Predictive Modeling
Rebalancing the Bikes
The BIG problem: For all bike share system, while some stations do not have enough bikes for riders to check out, other stations are lack of empty docks for riders to park their bikes.
The DivvyX App
User interface mock up
User interface mock up
The Solution: Predictove Model and APP Design
Chicago Divvy bike share system faces the same problem, and we want to propose a data-driven approach to solve it: building a predictive model forecasting future number of bikes at each Divvy station across Chicago.
The model can be applied to our proposed App, Divvy X, which allows bikeshare operators to check how many bikes are likely to be at each Divvy station in the future. Our goal is to help the bikeshare rebalancers reallocate bikes more proactively and plan their work everyday more efficiently. For how this App works and how the model supports it, plese watch our YouTube video!
Due to the limitation of data available, in this project, we are only able to predict the hourly bike departures from 150 Divvy bike stations in downtown Chicago. However, the model building process can serve as a starting point for future exploration of this topic. The R markdown document explains in detail how we conduct this project.
The Model: Poisson Regression
For the project, we initially considered OLS regression model. However, the count of bike trip departures in each station is not normally distributed and there are a lot of zero count values, which means that if we have the bike trip departure as the dependent variable in OLS regression, the assumption of normality of residuals will be violated.

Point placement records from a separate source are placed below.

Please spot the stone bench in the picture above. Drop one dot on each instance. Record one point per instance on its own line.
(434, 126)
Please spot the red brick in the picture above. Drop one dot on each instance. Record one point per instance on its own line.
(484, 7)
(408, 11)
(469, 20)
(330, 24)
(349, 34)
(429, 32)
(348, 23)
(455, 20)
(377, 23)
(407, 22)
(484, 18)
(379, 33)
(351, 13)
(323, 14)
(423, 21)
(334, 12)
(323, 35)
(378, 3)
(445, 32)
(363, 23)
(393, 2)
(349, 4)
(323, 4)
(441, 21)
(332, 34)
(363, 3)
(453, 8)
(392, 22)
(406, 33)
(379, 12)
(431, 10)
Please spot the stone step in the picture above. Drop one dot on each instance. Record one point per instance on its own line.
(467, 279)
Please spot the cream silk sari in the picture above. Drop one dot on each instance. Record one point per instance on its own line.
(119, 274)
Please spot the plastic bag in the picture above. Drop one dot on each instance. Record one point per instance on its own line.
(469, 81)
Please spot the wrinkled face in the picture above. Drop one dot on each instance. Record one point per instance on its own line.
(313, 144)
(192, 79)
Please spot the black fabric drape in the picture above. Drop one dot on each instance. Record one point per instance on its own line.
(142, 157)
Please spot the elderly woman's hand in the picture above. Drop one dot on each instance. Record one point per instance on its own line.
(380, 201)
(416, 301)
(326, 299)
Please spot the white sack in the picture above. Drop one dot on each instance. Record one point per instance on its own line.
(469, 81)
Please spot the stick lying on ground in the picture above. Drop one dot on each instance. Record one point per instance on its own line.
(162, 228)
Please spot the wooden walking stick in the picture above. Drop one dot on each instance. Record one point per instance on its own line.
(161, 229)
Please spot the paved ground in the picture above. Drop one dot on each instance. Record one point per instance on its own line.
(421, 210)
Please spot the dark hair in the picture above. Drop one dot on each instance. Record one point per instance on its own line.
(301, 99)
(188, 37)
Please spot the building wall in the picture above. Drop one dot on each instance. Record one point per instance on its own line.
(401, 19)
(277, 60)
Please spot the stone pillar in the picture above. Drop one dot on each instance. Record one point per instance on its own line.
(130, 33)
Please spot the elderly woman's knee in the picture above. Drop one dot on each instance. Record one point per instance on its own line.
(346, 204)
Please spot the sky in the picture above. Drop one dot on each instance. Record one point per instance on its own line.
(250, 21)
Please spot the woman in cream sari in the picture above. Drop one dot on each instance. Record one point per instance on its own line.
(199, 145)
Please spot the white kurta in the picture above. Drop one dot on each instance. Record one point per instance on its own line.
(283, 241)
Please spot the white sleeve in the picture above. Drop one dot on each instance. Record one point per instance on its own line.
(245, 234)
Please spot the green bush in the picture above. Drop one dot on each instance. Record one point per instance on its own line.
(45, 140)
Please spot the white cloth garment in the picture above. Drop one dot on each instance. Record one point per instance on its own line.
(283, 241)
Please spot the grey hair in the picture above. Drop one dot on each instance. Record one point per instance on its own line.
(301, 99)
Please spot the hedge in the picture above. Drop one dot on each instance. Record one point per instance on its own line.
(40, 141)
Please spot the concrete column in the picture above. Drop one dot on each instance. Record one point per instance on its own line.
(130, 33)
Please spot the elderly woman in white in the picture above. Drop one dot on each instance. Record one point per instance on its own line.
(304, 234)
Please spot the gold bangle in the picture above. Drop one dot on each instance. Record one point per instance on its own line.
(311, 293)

Moreover, the distribution of bike trip departures from stations is subject to a lot of factors such as weather, the day of the week, the time of the day(i.e. there would be more bike trip departures during rush hours). Hence, we consider the bike trip departure may have a Poisson distribution.
Chicago Divvy bike share system faces the same problem, and we want to propose a data-driven approach to solve it: building a predictive model forecasting future number of bikes at each Divvy station across Chicago.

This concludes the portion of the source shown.